COMMUNICATIONS & Policy
- “The shift in the organization of academic work is not only visible in everyday work of laboratories; it is also beginning to reshape the conditions under which students enter academic life. Students in some disciplines are encountering a more restricted PhD landscape, where admissions have been reduced or paused because of funding uncertainty. Others are entering programs where AI use is becoming part of the ordinary infrastructure of research: literature search, drafting, summarizing, revising, and presentation work.” An essay at Data & Society by Ranjit Singh considers some of the implications for graduate education as the use of AI in research grows.

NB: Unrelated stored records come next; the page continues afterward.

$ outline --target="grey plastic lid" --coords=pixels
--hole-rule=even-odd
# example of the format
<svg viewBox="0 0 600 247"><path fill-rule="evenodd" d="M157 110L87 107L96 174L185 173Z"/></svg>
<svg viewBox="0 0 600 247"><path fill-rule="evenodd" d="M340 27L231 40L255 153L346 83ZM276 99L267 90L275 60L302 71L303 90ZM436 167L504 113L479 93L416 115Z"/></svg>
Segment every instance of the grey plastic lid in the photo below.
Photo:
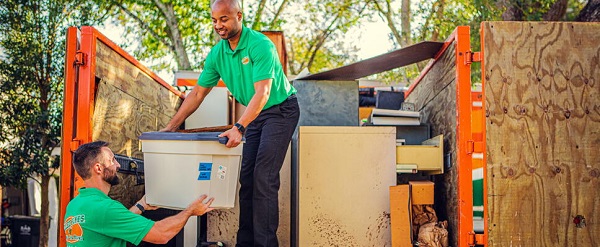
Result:
<svg viewBox="0 0 600 247"><path fill-rule="evenodd" d="M174 141L218 141L219 134L222 132L144 132L140 135L140 140L174 140Z"/></svg>

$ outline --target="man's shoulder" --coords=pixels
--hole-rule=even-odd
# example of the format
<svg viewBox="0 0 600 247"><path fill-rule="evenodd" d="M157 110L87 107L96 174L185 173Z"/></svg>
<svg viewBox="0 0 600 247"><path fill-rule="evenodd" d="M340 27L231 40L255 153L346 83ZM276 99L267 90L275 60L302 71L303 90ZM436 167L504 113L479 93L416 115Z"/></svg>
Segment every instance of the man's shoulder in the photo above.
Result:
<svg viewBox="0 0 600 247"><path fill-rule="evenodd" d="M105 208L109 205L120 204L120 202L100 194L79 194L75 196L68 205L78 205L78 204L91 204L94 206L98 206L98 208Z"/></svg>
<svg viewBox="0 0 600 247"><path fill-rule="evenodd" d="M267 37L263 33L256 31L256 30L252 30L250 28L247 28L246 30L249 31L249 33L248 33L248 36L250 37L248 39L249 44L253 44L253 45L272 45L273 44L271 39L269 39L269 37Z"/></svg>
<svg viewBox="0 0 600 247"><path fill-rule="evenodd" d="M220 40L219 42L217 42L217 44L215 44L211 49L210 49L210 54L216 54L216 53L220 53L223 52L223 43L226 43L226 40Z"/></svg>

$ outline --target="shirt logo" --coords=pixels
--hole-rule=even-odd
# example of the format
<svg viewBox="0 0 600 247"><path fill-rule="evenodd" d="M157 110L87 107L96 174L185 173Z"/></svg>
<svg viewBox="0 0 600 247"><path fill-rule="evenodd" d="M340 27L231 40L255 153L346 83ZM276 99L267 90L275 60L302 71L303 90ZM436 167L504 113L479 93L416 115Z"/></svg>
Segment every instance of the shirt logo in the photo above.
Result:
<svg viewBox="0 0 600 247"><path fill-rule="evenodd" d="M250 58L248 58L248 57L244 57L244 58L242 58L242 64L243 64L243 65L246 65L246 64L248 64L248 62L250 62Z"/></svg>
<svg viewBox="0 0 600 247"><path fill-rule="evenodd" d="M65 235L67 243L77 243L83 240L83 229L80 223L85 223L85 215L70 216L65 220Z"/></svg>

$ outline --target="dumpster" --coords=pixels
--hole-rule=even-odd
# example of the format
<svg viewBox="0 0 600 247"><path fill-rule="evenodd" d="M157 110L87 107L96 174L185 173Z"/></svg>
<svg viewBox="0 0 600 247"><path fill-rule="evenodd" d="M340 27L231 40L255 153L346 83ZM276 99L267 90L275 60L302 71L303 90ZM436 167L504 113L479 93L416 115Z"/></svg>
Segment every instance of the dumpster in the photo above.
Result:
<svg viewBox="0 0 600 247"><path fill-rule="evenodd" d="M40 242L40 217L9 216L12 246L37 247Z"/></svg>
<svg viewBox="0 0 600 247"><path fill-rule="evenodd" d="M227 148L220 132L144 132L146 201L184 209L202 194L214 197L211 207L233 208L242 146Z"/></svg>

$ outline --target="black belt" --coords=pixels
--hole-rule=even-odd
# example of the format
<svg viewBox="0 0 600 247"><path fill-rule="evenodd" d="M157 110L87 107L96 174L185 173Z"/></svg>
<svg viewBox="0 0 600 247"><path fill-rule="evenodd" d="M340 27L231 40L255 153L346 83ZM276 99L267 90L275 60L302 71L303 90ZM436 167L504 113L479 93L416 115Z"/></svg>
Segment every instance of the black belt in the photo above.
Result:
<svg viewBox="0 0 600 247"><path fill-rule="evenodd" d="M296 98L296 94L292 94L292 95L288 96L287 99L285 99L284 101L288 101L288 100L295 99L295 98Z"/></svg>

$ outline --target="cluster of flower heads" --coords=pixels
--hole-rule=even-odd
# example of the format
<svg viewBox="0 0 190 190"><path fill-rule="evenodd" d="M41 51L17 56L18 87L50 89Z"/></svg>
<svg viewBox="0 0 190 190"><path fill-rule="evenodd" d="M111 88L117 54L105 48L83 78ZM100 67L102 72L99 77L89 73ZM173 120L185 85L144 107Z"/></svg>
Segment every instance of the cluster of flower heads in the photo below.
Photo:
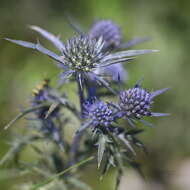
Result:
<svg viewBox="0 0 190 190"><path fill-rule="evenodd" d="M152 111L153 99L167 88L149 92L137 83L133 88L118 91L113 89L111 84L112 81L124 82L127 78L122 63L132 61L134 56L157 50L125 50L148 38L135 38L123 43L120 27L111 20L96 21L88 32L80 32L66 43L40 27L31 26L31 29L48 39L60 53L56 54L40 43L7 40L48 55L61 68L59 84L64 86L65 81L72 77L78 84L79 90L80 111L65 97L60 96L57 89L50 88L48 80L34 90L32 111L35 110L36 116L42 122L42 128L52 134L57 144L61 142L63 145L64 139L54 119L61 117L62 107L69 109L82 123L70 146L72 162L77 160L81 136L87 128L91 128L94 141L98 145L98 166L103 163L102 173L105 173L111 165L117 166L121 171L125 162L131 162L135 157L133 146L144 148L135 137L142 130L130 126L136 126L137 121L149 124L143 120L144 117L168 115ZM111 75L111 81L106 80L107 74ZM98 85L107 88L112 95L117 96L118 101L113 103L101 100L97 93ZM120 119L128 121L129 127L118 126ZM93 141L92 136L89 139Z"/></svg>
<svg viewBox="0 0 190 190"><path fill-rule="evenodd" d="M166 90L168 88L148 92L137 84L133 88L119 92L118 103L105 103L101 100L96 100L94 103L85 103L85 117L92 119L94 126L106 127L111 125L113 121L123 117L130 121L141 120L145 116L167 116L167 113L156 113L151 110L153 99Z"/></svg>

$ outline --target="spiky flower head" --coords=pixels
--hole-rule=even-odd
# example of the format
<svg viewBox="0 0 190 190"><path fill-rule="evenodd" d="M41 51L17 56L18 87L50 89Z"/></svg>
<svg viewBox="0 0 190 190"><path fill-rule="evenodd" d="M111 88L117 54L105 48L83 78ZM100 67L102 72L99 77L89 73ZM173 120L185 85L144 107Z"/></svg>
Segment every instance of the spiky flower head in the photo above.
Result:
<svg viewBox="0 0 190 190"><path fill-rule="evenodd" d="M81 87L84 78L87 78L90 80L93 79L93 81L113 91L109 84L95 73L98 68L126 63L133 60L134 56L157 52L157 50L128 50L110 53L108 49L104 49L104 44L107 42L102 35L98 36L98 38L92 38L89 35L80 35L68 40L64 44L57 36L40 27L32 26L31 28L48 39L60 51L61 55L46 49L40 43L35 44L8 38L6 40L26 48L37 50L51 57L58 63L57 65L59 67L64 69L64 72L60 75L60 82L64 83L66 79L74 75Z"/></svg>
<svg viewBox="0 0 190 190"><path fill-rule="evenodd" d="M92 120L93 126L109 126L114 121L115 112L111 106L103 101L84 104L85 117Z"/></svg>
<svg viewBox="0 0 190 190"><path fill-rule="evenodd" d="M120 28L111 20L95 22L89 31L89 35L95 39L102 36L105 41L104 48L106 49L118 48L121 44L122 34Z"/></svg>
<svg viewBox="0 0 190 190"><path fill-rule="evenodd" d="M104 57L103 40L91 39L89 36L74 37L67 41L63 50L65 65L75 71L89 72Z"/></svg>
<svg viewBox="0 0 190 190"><path fill-rule="evenodd" d="M146 89L136 85L126 91L120 92L119 107L129 118L141 119L144 116L164 116L164 113L154 113L151 111L153 98L163 92L167 88L148 92Z"/></svg>
<svg viewBox="0 0 190 190"><path fill-rule="evenodd" d="M61 81L74 75L81 86L83 79L87 78L113 92L109 84L97 74L97 70L110 65L129 62L133 59L131 56L155 52L155 50L129 50L109 53L103 50L104 43L102 37L94 39L88 35L81 35L68 40L64 45L60 61L60 67L65 70L60 75Z"/></svg>

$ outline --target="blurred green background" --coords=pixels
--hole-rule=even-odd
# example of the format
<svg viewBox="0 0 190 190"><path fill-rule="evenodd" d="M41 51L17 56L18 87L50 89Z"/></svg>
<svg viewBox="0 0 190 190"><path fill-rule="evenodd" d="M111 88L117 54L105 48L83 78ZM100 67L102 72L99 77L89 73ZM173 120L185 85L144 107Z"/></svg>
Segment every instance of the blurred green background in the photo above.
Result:
<svg viewBox="0 0 190 190"><path fill-rule="evenodd" d="M27 25L41 26L63 41L74 35L64 18L66 12L86 30L94 19L112 19L121 26L124 39L150 36L152 41L134 49L159 49L126 65L128 86L144 78L144 87L171 87L155 103L155 110L171 113L154 119L155 128L141 136L149 154L141 159L147 182L126 171L121 189L190 189L190 1L188 0L0 0L0 157L9 148L11 130L3 126L29 102L32 89L44 77L57 79L59 70L52 60L35 51L18 47L3 37L35 42L39 36ZM49 48L45 40L40 41ZM22 134L22 131L21 131ZM0 189L14 189L17 180L6 179L0 169ZM109 176L102 182L91 175L86 181L94 189L110 190Z"/></svg>

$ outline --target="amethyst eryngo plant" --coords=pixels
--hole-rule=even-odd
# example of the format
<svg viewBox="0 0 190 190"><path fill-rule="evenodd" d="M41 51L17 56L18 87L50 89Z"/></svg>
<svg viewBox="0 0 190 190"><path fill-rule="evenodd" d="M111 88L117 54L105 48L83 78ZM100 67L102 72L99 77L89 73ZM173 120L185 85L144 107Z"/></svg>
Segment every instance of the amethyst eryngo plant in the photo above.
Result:
<svg viewBox="0 0 190 190"><path fill-rule="evenodd" d="M69 102L66 96L61 95L56 89L50 86L50 81L45 79L39 84L32 93L31 107L23 110L14 120L12 120L6 128L10 127L21 117L27 114L32 114L33 117L26 118L29 122L27 126L27 134L25 136L14 135L14 141L7 152L7 154L1 159L0 165L7 161L13 160L20 173L23 171L28 173L36 172L41 177L52 177L57 173L61 175L63 171L70 166L70 144L65 140L65 127L71 121L71 118L64 116L62 108L73 113L76 118L80 118L79 112L73 104ZM72 118L73 119L73 118ZM44 143L48 143L44 151ZM20 154L26 148L32 148L35 154L38 155L39 159L35 163L30 163L30 167L26 167L26 163L18 159ZM90 149L84 145L82 151L78 151L77 157L82 160L84 159L83 153L88 156ZM90 161L91 158L86 161ZM86 162L84 161L84 163ZM82 163L80 163L82 164ZM79 164L79 165L80 165ZM28 165L29 166L29 165ZM57 177L57 176L56 176ZM31 182L25 184L27 189L31 189ZM43 184L42 184L43 185ZM38 184L33 189L40 188L42 186ZM79 180L78 175L67 172L64 176L64 180L55 180L47 188L77 188L77 189L88 189L91 188ZM22 186L19 187L22 189Z"/></svg>
<svg viewBox="0 0 190 190"><path fill-rule="evenodd" d="M29 119L28 122L33 124L32 126L34 123L36 124L36 127L32 127L32 131L36 131L37 135L33 136L32 133L29 133L23 140L19 138L20 143L17 143L16 150L13 146L2 159L1 164L7 158L17 158L16 155L23 147L30 144L38 154L42 155L43 164L42 166L39 164L38 167L42 170L45 169L45 172L40 172L49 172L51 175L52 171L60 172L76 162L94 155L94 152L98 150L97 162L101 173L105 174L111 166L118 170L117 188L125 166L136 167L138 165L136 163L136 147L145 150L145 146L137 138L137 135L143 132L143 129L139 129L139 122L152 125L144 118L168 115L152 111L154 98L165 92L167 88L149 92L138 82L133 88L121 91L113 89L112 81L107 81L107 76L104 74L110 74L112 80L121 87L121 80L126 77L122 63L133 60L134 56L157 50L121 50L145 39L122 43L120 28L109 20L97 21L88 32L80 33L79 36L69 39L66 43L40 27L31 26L31 28L48 39L60 53L56 54L46 49L39 42L34 44L20 40L7 40L35 49L55 60L61 69L59 85L64 87L66 81L70 83L76 81L78 84L81 109L78 110L78 107L75 107L75 103L72 103L67 95L61 92L61 88L53 88L50 86L49 80L44 80L33 91L31 106L23 110L5 127L7 129L18 119L31 113L34 118ZM106 72L105 68L109 72ZM122 81L124 82L124 80ZM59 85L58 87L60 87ZM118 101L111 102L110 97L105 100L106 93L104 95L97 93L99 85L117 97ZM72 114L65 114L67 110ZM66 127L70 125L73 117L78 120L79 126L73 140L68 141L65 138ZM122 123L127 126L123 127ZM50 148L49 157L44 155L44 151L40 147L36 146L37 140L48 141L56 147ZM70 189L72 186L77 186L79 189L90 189L77 177L76 172L68 173L64 179L60 178L58 181L65 186L68 185L65 188Z"/></svg>
<svg viewBox="0 0 190 190"><path fill-rule="evenodd" d="M123 162L136 156L133 145L144 149L143 144L135 137L142 132L138 129L124 129L117 126L118 119L126 119L129 125L135 127L136 121L141 121L145 125L151 125L143 120L143 117L167 116L166 113L156 113L151 111L153 98L165 92L168 88L149 93L146 89L136 84L134 88L119 93L119 102L103 102L95 99L86 102L84 105L85 122L76 133L80 135L87 128L92 128L93 135L97 138L98 145L98 166L103 160L103 173L112 166L117 166L122 171ZM127 149L123 150L120 146L125 145ZM130 153L132 155L130 155ZM103 157L103 155L105 156ZM116 156L117 155L117 156ZM132 159L132 158L131 158Z"/></svg>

- “Licensure is better aligned with the realities of autonomous clinical AI. It will not resolve broader issues related to data governance, reimbursement, privacy, workforce transformation, or the effect of local deployment, all of which may require additional regulation. As clinical AI increasingly resembles clinicians in its capabilities, our regulatory frameworks must evolve accordingly.” A perspective article published in JAMA by Bergman and colleagues grapples with some of the issues involved in establishing a workable regulatory framework for autonomous AI systems in medicine.
- “The overarching theme of the warning letter was the company’s lack of basic understanding of GMPs and was relying instead on AI to substitute this knowledge….Another issue was the company’s excessive dependence on AI. For instance, an investigator noted that the firm had not performed process validation to ensure that its processes were under control. The firm replied that it ‘was not aware’ of the legal requirements because AI did not inform them that this validation was needed.” An article by Joanne S. Eglovitch at the RAPS website describes a warning recently issued to a homeopathic drug manufacturer by the FDA for having used AI to substitute for in-house knowledge of Good Manufacturing Practices.